I travelled to San Jose on the bus Wednesday to meet with my Naturalpath and to have some blood work done. And, yes, those little eosinophils in my white blood cells were going crazy - confirmation that I am one allergic gal! I apologized profusely to my doctor as I itched and scratched myself through our 30 minute appointment. Off to the pharmacy to purchase Allegra before heading back up the mountain. The hives and itching have subsided and Mike has been relegated to chief mango smoothie maker in our household.

I am having serious mango withdrawal, and well, although I enjoy pineapple, bananas, papaya, melon, etc., nothing is going to replace the love affair I had with mango!

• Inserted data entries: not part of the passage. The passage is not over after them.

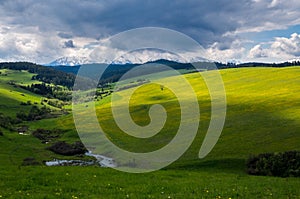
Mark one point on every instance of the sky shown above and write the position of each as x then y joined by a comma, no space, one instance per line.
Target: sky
241,31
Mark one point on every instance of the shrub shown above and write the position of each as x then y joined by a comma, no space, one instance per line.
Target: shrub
284,164
30,161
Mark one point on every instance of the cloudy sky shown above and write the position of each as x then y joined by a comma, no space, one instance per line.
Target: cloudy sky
246,30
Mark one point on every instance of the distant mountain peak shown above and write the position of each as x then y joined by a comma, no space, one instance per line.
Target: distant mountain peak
70,61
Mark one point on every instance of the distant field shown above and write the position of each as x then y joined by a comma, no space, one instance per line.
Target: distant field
263,116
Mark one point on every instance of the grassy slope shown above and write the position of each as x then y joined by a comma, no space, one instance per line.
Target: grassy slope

Finally today I ran for the first time in three weeks. Twenty-five minutes only, but I did it. Will I be ready for the race Saturday? Time will tell. I am super excited as this will be my first race outside the zone. I hear HOT does not even begin to explain the feel of the sun beating down on you as you run for over an hour, no less, on the beach. The race begins at 4 p.m., so here's hoping the suns intensity is a little forgiving! They expect 6,000 competitors, hoping I won't be the last!

Life here continues to surprise me...This week I can certainly say I learned something! Did you?